The ability to control emotions then, and therefore resist emotional contagion, is to be aware of changes to your emotional state. The next trick is to pull yourself up. One way of doing this is to say ‘STOP’ in your mind. Then have a brief conversation with yourself. It can be along the lines of, ‘I don’t need to feel like this. It won’t help in the end and it is better if I am in control of my emotions.’ Or, ‘I need to stay calm right now and not get carried away’. Sometimes, with anxious feelings, it is enough to simply say, ‘OK, I’m anxious right now but I don’t have to let it stop me doing what I need to do. I’ll just ignore it and carry on’. You can make your own scripts up but they need to be positive and not self-deprecating.
It is helpful to learn a quick relaxation trick to help with the next bit, although it is not essential. Learning to breathe with your diaphragm is a neat technique to relax or gain control. Find a small round (if possible) rock in your garden and put it in the freezer. When it is nice and cold find a quiet place, lay down, pull up your shirt and place the rock directly on your belly button. It will focus your attention. Then practice breathing in by pushing the rock upwards with your tummy and then breathing out slowly. Don’t breathe with your chest-just your tummy. Breathe normally, not deeply, and breathe once every 5 or 6 seconds-you can time yourself if you like.
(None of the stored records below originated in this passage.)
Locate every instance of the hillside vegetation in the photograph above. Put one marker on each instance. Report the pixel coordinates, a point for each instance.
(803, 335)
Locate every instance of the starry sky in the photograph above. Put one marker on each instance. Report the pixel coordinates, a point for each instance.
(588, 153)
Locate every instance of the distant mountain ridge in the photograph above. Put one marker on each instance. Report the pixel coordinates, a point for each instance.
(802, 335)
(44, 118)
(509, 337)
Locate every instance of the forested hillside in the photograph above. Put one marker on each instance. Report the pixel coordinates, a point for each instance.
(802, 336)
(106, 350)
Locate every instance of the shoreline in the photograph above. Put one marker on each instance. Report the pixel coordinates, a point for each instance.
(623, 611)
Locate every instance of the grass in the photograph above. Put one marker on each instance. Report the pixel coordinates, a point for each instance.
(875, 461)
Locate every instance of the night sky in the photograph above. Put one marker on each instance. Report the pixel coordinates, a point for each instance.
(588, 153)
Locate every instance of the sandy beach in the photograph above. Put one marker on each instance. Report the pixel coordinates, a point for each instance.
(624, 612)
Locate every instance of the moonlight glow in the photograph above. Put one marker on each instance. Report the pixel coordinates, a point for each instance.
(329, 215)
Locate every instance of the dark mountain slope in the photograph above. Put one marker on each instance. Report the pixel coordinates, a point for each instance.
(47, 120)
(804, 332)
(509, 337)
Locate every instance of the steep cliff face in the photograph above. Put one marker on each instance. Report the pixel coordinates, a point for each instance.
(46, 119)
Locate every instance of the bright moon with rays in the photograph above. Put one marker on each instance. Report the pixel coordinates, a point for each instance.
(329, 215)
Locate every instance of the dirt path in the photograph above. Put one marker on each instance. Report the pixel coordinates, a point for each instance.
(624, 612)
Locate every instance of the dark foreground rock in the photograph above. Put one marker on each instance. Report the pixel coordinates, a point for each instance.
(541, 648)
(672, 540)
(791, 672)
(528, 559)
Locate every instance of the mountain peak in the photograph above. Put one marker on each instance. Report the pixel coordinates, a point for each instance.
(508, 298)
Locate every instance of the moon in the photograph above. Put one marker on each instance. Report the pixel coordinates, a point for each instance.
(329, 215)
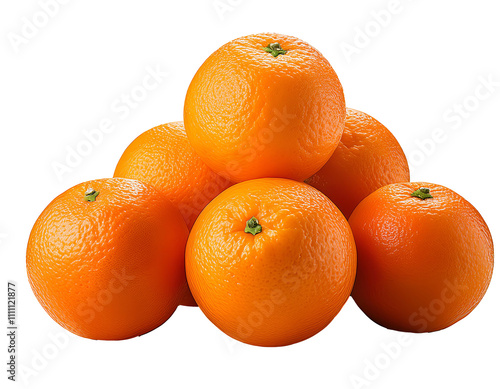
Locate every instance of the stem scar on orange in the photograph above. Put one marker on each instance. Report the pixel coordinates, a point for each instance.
(265, 105)
(271, 261)
(425, 257)
(105, 259)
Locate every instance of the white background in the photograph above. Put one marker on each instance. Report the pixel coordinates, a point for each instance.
(413, 73)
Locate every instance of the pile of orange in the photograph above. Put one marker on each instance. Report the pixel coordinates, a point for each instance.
(268, 207)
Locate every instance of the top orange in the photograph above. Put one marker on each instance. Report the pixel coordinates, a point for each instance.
(265, 105)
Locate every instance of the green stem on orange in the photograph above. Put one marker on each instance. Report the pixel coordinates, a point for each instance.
(253, 227)
(422, 193)
(275, 49)
(91, 195)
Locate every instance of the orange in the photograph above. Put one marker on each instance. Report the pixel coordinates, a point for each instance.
(163, 158)
(425, 257)
(368, 157)
(265, 105)
(105, 259)
(271, 261)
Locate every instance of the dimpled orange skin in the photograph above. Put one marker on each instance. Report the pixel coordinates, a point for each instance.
(423, 265)
(282, 285)
(163, 157)
(251, 115)
(368, 157)
(110, 269)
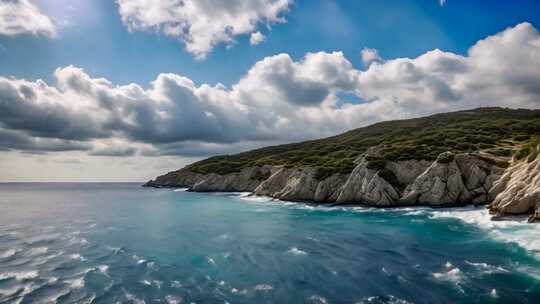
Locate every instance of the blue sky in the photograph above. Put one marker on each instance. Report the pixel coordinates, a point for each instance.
(95, 38)
(135, 88)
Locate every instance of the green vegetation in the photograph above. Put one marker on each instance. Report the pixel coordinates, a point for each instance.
(494, 130)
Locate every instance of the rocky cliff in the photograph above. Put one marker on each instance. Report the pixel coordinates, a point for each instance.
(451, 180)
(479, 156)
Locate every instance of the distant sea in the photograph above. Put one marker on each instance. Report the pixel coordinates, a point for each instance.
(109, 243)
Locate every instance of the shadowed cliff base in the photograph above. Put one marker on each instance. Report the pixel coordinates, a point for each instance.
(480, 156)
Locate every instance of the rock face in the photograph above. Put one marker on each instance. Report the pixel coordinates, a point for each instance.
(451, 180)
(518, 190)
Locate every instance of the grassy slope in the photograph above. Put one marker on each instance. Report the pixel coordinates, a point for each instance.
(495, 129)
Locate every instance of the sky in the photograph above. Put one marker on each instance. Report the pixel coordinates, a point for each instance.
(102, 90)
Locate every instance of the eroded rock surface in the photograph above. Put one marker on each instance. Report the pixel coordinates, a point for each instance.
(468, 178)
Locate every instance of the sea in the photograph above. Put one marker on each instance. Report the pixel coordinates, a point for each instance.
(122, 243)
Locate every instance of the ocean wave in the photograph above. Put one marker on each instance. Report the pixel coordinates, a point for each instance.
(77, 256)
(76, 283)
(514, 231)
(8, 253)
(296, 251)
(78, 241)
(138, 259)
(453, 275)
(485, 268)
(256, 199)
(239, 291)
(170, 299)
(317, 300)
(263, 287)
(390, 299)
(103, 268)
(38, 251)
(19, 276)
(133, 298)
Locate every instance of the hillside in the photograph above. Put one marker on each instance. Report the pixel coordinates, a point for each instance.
(496, 130)
(480, 156)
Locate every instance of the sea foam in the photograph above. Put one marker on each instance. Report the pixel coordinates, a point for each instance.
(511, 231)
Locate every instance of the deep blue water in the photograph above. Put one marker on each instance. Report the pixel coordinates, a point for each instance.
(107, 243)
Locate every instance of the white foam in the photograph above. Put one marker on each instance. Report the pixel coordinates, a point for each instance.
(511, 231)
(173, 300)
(38, 251)
(103, 268)
(20, 276)
(77, 256)
(239, 291)
(485, 268)
(263, 287)
(8, 253)
(138, 259)
(454, 275)
(390, 299)
(76, 283)
(133, 298)
(317, 300)
(78, 241)
(257, 199)
(296, 251)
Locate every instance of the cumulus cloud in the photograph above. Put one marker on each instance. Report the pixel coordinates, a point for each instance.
(256, 38)
(370, 55)
(202, 24)
(278, 100)
(23, 17)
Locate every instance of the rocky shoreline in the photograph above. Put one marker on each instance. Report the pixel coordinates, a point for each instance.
(507, 186)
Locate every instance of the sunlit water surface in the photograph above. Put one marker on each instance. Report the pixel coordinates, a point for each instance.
(107, 243)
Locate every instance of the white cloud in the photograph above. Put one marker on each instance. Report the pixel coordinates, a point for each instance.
(201, 24)
(256, 38)
(23, 17)
(369, 55)
(278, 100)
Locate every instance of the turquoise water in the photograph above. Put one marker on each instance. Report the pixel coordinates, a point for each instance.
(107, 243)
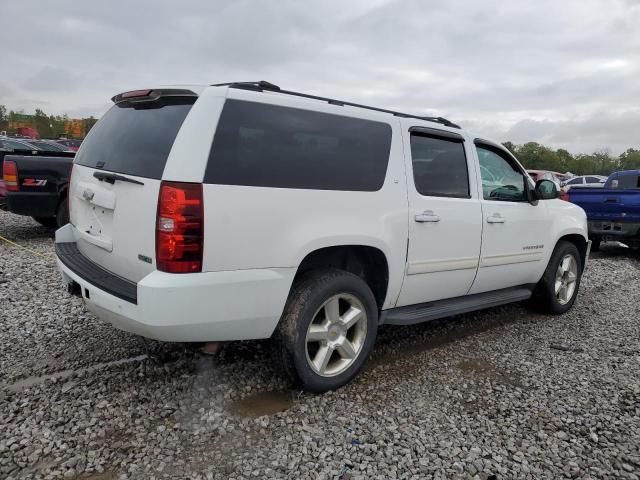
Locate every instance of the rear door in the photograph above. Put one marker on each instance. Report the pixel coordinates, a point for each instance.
(445, 220)
(116, 179)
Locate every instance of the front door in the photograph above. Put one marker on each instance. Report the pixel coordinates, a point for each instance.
(445, 220)
(513, 234)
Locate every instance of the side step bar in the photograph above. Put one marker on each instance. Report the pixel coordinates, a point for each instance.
(424, 312)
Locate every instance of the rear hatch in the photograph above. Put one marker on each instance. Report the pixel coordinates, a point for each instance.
(116, 179)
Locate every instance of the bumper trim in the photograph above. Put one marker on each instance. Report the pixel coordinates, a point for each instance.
(97, 276)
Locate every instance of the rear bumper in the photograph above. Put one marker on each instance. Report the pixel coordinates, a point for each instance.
(614, 230)
(209, 306)
(33, 204)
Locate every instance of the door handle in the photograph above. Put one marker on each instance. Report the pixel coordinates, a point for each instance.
(427, 216)
(495, 218)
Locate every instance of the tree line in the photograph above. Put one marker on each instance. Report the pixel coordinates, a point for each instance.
(532, 155)
(48, 126)
(538, 157)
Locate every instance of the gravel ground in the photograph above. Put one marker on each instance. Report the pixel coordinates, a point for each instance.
(504, 393)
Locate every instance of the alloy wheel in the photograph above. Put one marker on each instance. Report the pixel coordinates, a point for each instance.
(566, 278)
(336, 335)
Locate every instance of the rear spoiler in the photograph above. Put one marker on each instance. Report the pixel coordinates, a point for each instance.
(151, 95)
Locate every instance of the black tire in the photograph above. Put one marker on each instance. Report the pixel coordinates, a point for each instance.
(48, 222)
(544, 296)
(62, 215)
(305, 301)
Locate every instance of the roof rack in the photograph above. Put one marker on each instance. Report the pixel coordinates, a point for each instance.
(262, 85)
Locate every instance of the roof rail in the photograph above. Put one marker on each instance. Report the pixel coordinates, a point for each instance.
(262, 85)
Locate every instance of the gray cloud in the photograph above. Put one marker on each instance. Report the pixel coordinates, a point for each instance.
(562, 73)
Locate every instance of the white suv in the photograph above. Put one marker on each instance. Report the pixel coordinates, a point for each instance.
(243, 211)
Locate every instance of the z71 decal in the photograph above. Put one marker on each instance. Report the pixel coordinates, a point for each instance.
(33, 182)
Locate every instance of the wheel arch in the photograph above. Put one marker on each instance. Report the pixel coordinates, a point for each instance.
(579, 241)
(368, 262)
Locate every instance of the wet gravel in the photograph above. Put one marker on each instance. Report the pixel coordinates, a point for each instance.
(504, 393)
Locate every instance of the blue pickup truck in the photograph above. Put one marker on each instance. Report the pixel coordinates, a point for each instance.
(613, 211)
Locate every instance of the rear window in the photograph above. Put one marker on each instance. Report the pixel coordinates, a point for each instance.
(439, 167)
(628, 181)
(272, 146)
(135, 140)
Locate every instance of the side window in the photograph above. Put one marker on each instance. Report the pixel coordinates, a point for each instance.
(262, 145)
(501, 178)
(439, 167)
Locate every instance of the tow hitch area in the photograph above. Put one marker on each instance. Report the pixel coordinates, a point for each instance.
(74, 288)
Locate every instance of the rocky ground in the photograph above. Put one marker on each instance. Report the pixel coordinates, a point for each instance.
(504, 393)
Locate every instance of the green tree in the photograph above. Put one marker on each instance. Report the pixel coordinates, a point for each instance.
(630, 159)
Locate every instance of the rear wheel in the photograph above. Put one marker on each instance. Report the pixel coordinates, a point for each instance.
(328, 329)
(49, 222)
(557, 290)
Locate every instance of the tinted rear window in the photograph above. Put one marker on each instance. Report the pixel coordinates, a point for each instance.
(272, 146)
(629, 181)
(135, 140)
(439, 167)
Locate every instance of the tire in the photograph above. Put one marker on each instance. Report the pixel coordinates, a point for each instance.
(327, 362)
(546, 296)
(49, 222)
(62, 215)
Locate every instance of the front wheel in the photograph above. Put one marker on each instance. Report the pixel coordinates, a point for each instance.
(557, 289)
(328, 329)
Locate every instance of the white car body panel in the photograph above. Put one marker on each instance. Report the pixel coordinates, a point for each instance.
(443, 255)
(256, 237)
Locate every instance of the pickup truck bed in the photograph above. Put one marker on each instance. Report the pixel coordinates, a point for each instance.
(42, 185)
(612, 213)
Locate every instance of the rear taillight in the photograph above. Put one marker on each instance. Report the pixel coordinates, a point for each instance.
(10, 175)
(180, 227)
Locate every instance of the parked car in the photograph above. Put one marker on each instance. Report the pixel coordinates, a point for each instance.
(243, 211)
(9, 145)
(36, 185)
(613, 211)
(585, 180)
(49, 146)
(71, 144)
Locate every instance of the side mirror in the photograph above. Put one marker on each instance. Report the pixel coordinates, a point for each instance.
(547, 190)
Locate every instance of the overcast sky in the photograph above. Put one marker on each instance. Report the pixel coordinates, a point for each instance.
(563, 73)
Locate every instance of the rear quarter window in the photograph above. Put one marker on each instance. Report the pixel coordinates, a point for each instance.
(265, 145)
(135, 140)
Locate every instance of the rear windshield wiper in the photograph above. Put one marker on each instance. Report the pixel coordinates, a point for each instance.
(112, 177)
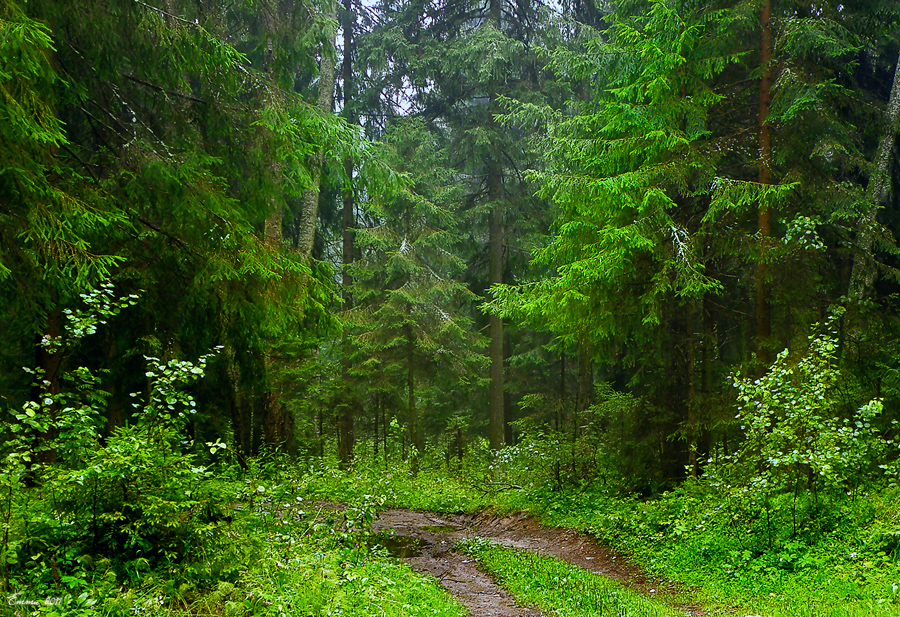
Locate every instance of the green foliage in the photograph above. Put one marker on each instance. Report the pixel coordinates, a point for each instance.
(560, 588)
(138, 498)
(795, 431)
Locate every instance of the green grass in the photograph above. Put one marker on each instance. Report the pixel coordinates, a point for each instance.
(560, 588)
(840, 561)
(281, 557)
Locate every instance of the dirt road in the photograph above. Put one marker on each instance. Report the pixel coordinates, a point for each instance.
(425, 540)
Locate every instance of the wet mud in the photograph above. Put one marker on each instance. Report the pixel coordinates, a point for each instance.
(425, 541)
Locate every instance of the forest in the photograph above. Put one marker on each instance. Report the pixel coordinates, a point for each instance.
(271, 269)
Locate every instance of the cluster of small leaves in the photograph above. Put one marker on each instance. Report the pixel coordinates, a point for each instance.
(793, 426)
(168, 400)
Make sure you breathe in through your nose and out through your mouth. Nasal breathing appears to release chemicals that relax us if we do it for around five- mins or more. If you practice this for about ten-mins you’ll find yourself pretty efficient at diaphragmatic breathing. I learnt to do this when I was in my late twenties and it has been a powerful way of controlling my feelings, particularly anxiety.
Then, when you have had a talk to yourself, as above, you can then just breathe with your diaphragm. Nice and slow, nice and easy.
The last little trick is to congratulate yourself when you have been able to bring your feelings under control.
Like most things, practice makes perfect.